As I am writing this I am having a profound realization that I have achieved quite a lot in the past two years since I had made up my mind to follow my path. I dared to do and say things I wouldn’t before and changed fundamentally on so many levels. But the downside is that I am still having moments of self-doubt. I am questioning myself often because becoming who I truly am is a learning process for me and takes courage as I meet my own needs and desires and go up against the societal programming I had received earlier in my life.
I find that even choosing my own wardrobe is an act of courage because I used to wear plain and non-fitting clothes to suppress my feminine side. Oh, now I even remember why.
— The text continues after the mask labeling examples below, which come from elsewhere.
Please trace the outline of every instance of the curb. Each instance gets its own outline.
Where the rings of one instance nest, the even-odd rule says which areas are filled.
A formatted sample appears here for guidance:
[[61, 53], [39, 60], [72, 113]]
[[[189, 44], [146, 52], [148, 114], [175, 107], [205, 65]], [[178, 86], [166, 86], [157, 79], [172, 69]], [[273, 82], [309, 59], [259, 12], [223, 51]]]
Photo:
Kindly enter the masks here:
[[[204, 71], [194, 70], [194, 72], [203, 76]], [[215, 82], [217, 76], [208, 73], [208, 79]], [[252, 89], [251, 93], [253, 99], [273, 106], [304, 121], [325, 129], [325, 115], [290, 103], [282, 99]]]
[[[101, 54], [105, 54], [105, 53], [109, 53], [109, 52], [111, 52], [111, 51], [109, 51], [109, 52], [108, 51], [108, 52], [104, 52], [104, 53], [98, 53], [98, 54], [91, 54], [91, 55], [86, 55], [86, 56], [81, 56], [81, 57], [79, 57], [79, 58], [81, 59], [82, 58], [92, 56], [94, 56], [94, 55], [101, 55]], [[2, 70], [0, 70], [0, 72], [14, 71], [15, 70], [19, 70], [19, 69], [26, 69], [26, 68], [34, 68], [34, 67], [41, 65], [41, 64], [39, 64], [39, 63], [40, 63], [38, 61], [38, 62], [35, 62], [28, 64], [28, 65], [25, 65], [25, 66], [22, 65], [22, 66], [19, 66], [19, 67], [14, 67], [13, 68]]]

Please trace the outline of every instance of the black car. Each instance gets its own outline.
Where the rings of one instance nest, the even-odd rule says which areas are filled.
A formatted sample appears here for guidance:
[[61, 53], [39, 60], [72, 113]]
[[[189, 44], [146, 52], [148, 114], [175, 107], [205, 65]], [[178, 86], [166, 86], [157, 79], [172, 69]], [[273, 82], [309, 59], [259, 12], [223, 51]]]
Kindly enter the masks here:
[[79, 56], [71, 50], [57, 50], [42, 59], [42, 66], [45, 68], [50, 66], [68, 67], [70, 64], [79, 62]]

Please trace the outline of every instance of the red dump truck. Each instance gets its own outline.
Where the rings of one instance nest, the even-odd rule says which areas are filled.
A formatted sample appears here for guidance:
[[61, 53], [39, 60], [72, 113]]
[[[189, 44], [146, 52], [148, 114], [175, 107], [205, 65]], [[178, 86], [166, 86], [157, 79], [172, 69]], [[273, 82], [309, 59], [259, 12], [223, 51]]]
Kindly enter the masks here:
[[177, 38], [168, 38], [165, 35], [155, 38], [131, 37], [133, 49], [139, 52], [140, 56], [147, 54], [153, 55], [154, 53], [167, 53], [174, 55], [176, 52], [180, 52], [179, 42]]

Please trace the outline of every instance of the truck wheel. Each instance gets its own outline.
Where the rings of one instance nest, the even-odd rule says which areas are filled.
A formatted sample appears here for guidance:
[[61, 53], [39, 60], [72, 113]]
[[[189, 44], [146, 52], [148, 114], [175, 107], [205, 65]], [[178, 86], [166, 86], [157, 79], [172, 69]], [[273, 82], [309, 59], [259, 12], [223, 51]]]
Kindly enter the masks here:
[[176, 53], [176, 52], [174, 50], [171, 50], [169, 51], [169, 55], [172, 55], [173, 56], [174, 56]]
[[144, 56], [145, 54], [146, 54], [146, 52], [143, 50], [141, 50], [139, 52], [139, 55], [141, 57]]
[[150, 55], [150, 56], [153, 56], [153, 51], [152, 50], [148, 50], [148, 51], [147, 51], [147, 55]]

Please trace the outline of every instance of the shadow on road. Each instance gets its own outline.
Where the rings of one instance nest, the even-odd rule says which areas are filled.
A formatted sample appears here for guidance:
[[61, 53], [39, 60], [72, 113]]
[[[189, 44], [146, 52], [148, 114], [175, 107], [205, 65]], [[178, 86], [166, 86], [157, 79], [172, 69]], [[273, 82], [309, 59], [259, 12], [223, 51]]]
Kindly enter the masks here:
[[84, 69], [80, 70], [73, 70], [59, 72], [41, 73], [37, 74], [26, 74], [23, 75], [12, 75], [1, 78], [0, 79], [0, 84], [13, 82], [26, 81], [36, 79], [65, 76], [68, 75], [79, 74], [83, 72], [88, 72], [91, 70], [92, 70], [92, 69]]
My parents told me that it didn’t matter if I were pretty or not, they valued only how well my mind was cultivated. So to please them I had my hair very short, too. Only recently I found out that I enjoyed being flirty, sexy, attractive and there was no reason to conceal my beauty. I realized I had a beautiful body and that celebrating my physical valors was rather therapeutical to me. I needed to rediscover that side of me, sensual, physical and sexual after years and years of denial.
I guess, life is never ending process of finding our true identity. It never stops and that’s probably the essence of life.